CrowdSec brute-force defence

CrowdSec watches log files for attack patterns (SSH brute force, HTTP scanning, credential stuffing) and installs block rules via an nftables bouncer. It also shares threat intelligence with a community blocklist.

curl -s https://packagecloud.io/install/repositories/crowdsec/crowdsec/script.deb.sh | bash
apt-get install -y crowdsec crowdsec-firewall-bouncer-nftables

# Install the SSH scenario
cscli collections install crowdsecurity/sshd

# Check active decisions (IPs currently banned)
cscli decisions list

Putting it all together: the network stack from bottom to top

┌──────────────────────────────────────────────────────┐
│  Internet                                            │
│                         │ UDP/51820 WireGuard         │
│                         │ TCP/80,443 web              │
├─────────────────────────┼────────────────────────────┤
│  nftables (host)        │ default-drop; explicit      │
│  + CrowdSec bouncer     │ allows only                 │
├─────────────────────────┼────────────────────────────┤
│  WireGuard wg0          │ admin VPN — kubectl/SSH     │
│  (host kernel)          │ inside tunnel only          │
├────────────────────────────────────────────────────── │
│  Cilium eBPF (kernel)   │ all pod traffic intercepted │
│  • kube-proxy replaced  │ CiliumClusterwideNetworkPolicy│
│  • WireGuard encryption │ default-deny; explicit rules│
│  • Gateway API (Envoy)  │ TLS termination port 443    │
│  • Hubble relay         │ per-flow observability      │
└──────────────────────────────────────────────────────┘

Checklist

• [ ] k3s started with --flannel-backend=none --disable-network-policy --disable-kube-proxy
• [ ] Cilium installed via Helm; cilium-dbg status shows KubeProxyReplacement: True
• [ ] WireGuard encryption active: cilium-dbg encrypt status shows Encryption: WireGuard
• [ ] Default-deny policy applied cluster-wide
• [ ] DNS allow applied (pods can resolve internal service names)
• [ ] Host WireGuard VPN running: wg show wg0 shows interface and peer
• [ ] kubectl configured to use VPN address 10.100.0.1:6443
• [ ] Port 6443 reachable only from 10.100.0.0/24 (nftables rule in place)
• [ ] Hubble relay running; hubble observe returns flows
• [ ] Gateway API CRDs installed; cert-manager running
• [ ] TLS certificate issued by Let’s Encrypt for your domain
• [ ] CrowdSec installed with nftables bouncer active

What this layer bought you

Encrypted transit everywhere. Every pod-to-pod packet — including traffic between services on the same node — is wrapped in WireGuard encryption. A compromised switch or a co-located attacker sees ciphertext.

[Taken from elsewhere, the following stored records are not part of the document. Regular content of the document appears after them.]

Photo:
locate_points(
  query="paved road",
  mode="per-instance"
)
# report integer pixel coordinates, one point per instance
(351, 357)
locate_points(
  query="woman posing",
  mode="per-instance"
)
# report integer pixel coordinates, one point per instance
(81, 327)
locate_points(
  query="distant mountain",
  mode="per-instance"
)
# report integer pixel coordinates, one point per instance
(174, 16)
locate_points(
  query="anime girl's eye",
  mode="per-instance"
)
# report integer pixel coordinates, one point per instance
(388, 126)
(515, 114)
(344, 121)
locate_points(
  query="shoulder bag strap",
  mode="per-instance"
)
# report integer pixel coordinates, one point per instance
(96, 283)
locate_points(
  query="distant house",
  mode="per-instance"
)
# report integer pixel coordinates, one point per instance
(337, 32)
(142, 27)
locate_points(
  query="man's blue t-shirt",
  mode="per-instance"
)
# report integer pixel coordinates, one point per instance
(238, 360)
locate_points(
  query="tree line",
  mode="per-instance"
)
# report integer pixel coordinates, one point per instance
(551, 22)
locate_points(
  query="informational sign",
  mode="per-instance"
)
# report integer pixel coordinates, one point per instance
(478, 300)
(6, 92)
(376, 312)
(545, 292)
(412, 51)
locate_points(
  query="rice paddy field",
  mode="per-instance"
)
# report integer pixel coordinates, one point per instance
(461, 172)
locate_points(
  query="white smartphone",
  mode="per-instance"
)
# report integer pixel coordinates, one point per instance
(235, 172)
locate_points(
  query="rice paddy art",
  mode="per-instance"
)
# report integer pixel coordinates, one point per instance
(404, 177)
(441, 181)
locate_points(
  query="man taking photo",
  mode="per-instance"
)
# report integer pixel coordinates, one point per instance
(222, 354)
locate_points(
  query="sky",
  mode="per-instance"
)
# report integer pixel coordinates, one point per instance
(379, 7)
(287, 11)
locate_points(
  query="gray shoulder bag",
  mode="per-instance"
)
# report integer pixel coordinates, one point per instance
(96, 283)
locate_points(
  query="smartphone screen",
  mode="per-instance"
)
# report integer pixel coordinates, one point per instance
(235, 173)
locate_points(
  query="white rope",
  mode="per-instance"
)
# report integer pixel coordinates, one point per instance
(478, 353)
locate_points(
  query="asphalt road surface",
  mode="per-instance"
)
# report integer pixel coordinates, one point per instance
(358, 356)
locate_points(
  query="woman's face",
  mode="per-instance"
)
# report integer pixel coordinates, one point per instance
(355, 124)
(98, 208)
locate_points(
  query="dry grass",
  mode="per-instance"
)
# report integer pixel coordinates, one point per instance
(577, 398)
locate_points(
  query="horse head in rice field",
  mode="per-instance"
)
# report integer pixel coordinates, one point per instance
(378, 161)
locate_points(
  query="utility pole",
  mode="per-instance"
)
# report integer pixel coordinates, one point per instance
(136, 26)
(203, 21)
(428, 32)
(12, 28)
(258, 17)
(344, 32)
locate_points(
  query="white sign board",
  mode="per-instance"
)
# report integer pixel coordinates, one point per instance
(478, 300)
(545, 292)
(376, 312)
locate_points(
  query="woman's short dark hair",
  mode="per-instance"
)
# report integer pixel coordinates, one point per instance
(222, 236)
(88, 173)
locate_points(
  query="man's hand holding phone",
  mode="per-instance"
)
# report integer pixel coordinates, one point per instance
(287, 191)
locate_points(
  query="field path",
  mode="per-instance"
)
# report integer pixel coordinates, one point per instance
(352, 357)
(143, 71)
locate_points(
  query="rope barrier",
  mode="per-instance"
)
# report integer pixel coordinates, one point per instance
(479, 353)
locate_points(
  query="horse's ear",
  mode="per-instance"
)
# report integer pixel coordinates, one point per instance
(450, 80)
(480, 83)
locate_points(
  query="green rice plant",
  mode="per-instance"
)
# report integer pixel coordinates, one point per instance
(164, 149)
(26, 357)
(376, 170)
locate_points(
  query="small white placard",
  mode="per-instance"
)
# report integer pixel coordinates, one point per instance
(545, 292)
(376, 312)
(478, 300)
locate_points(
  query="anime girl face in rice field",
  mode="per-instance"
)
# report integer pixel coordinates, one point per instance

Default-deny networking. Every new workload you deploy is isolated until you write a rule. Lateral movement from a compromised container requires breaking the policy engine, not just finding an open port.

FQDN egress control. Your pods can reach api.github.com but not exfil.attacker.com — even if both resolve to IPs in the same range. DNS-level policy prevents data exfiltration to unlisted hosts.

Invisible API server. The Kubernetes control plane listens only inside the WireGuard VPN. An attacker scanning your public IP from the internet sees one open UDP port (51820) that is completely silent until they present the right key.

Flow observability before an incident. Hubble records every allowed and dropped flow. When something breaks — or when you are investigating a security event — you have a per-second record of what talked to what, what was blocked, and what DNS name each IP resolved from.

No ingress-nginx. The most widely exploited Kubernetes component is gone; Cilium’s Gateway API implementation carries no CVE backlog from the ingress-nginx era and is maintained by an active CNCF Graduated project.